McCain Acceptance Speech: Shake-up Time
St. Paul, Minn. -- John McCain accepted the Republican presidential nomination last night and then rebuked his own party for failing its trust with voters, its reform ideals, its conservative compass and its once legendary spending discipline. The elephant in the arena no one talked about? President Bush. McCain never mentioned him by name. "Change is coming," the new nominee said.
The week certainly had bright and stirring moments like most big conventions, but McCain's presence as a different sort of Republican nominee -- one often at odds with the party leadership -- gave a different feel to the affair.
This was much more a McCain convention, entirely candidate-driven, than a Republican convention, and his message as its new leader was a sober and strict one -- that a change in course is in store.
It almost seemed at some points that McCain wanted to make his odds of being elected seem longer so he could prove his mettle even further. Several lines drew silence.
Of Republicans, he said, "We were elected to change Washington, and we let Washington change us."
He said both parties are to blame for increased spending, wasteful pork projects and bigger government. "Trust was lost when several Republicans let temptation lead to corruption," he said.
He had to deliver the scolding. It was his way of making a clean break with the Bush administration, essentially divorcing himself and his own presidential quest from the party's setbacks, losses and sliding popularity in the last several years. It was also a direct message to independents and moderates that he would steer a different course as president, pledging to include Democrats and independents in his administration and to adopt the best ideas of both parties with credit for all.
"I don't work for a party. I don't work for a special interest. I don't work for myself," McCain said. "I work for you....I fight for Americans."
He ran through a checklist of initiatives, including expanding nuclear energy and oil drilling, promoting hybrid cars and renewable energy, plus school choice and free trade. It was the duller part of his address, but it served to blunt criticism that he was short on big ideas, even if he was short on specifics about them.
McCain also told of his prisoner-of-war years in Vietnam, the most touching point of the speech, and a reminder of his determination to see tough times through. While he said being a POW ultimately broke his spirit and body, he found his own renewal with the help of others, adding that when he returned to the U.S. a wounded veteran, he realized, "I was no longer my own man. I was my country's."
Direct comparison's to Barack Obama were few but included warnings that Obama would raise taxes, increase spending and hurt small businesses. They were standard Republican lines.
Other comparisons to Obama were more subtle, such as McCain's assertion that he is better equipped to deal with national crises and rising threats. "I know how the world works, I know the good and evil in it," McCain said. "...and I know how to secure the peace."
And as for experience, both in life and public service, McCain said, "I have the record and scars to prove it. Sen. Obama does not."
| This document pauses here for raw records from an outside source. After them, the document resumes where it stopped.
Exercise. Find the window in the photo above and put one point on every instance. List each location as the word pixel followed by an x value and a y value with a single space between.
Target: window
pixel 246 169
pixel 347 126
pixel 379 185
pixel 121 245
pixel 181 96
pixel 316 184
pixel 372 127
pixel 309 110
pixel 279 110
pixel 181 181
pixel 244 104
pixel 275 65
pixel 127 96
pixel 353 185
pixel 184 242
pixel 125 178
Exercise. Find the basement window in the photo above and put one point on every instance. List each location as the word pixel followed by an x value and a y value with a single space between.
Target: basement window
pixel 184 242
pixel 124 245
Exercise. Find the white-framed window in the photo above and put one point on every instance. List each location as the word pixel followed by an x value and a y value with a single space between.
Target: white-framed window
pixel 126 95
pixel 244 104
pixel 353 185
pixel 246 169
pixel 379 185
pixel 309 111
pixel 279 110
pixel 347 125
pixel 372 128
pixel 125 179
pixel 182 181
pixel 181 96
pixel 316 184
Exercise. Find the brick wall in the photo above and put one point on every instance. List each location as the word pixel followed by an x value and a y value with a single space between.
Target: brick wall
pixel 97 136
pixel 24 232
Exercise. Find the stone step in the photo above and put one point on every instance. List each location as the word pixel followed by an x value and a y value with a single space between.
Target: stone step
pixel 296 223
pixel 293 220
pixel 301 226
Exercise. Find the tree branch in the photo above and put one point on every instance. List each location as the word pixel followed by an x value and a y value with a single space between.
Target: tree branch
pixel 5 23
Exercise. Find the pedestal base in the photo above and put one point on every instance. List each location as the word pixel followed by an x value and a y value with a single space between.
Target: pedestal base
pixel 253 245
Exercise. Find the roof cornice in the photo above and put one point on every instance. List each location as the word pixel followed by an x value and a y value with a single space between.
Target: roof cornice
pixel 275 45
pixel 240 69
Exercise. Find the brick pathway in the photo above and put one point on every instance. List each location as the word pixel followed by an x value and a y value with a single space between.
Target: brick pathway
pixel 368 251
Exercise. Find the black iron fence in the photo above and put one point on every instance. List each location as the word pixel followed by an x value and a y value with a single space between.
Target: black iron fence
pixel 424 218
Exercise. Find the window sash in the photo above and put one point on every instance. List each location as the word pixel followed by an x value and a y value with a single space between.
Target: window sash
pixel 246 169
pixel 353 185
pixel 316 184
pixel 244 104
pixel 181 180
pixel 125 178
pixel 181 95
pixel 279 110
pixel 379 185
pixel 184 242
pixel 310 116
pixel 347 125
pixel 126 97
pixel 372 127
A truly rousing speech? No. There was also no humor. The largest applause was when he recognized and praised vice presidential nominee Sarah Palin, the governor of Alaska and the clear crowd pleaser.
It may not have been McCain's aim, though, to pump up the crowd time and again. It's never been his natural style or talent to deliver barnburners. He doesn't relish the often soaring oratory of his Democratic opponent. McCain much prefers what he has long called his own "straight talk", and he's banking that more voters, especially beyond the Republican base, will too.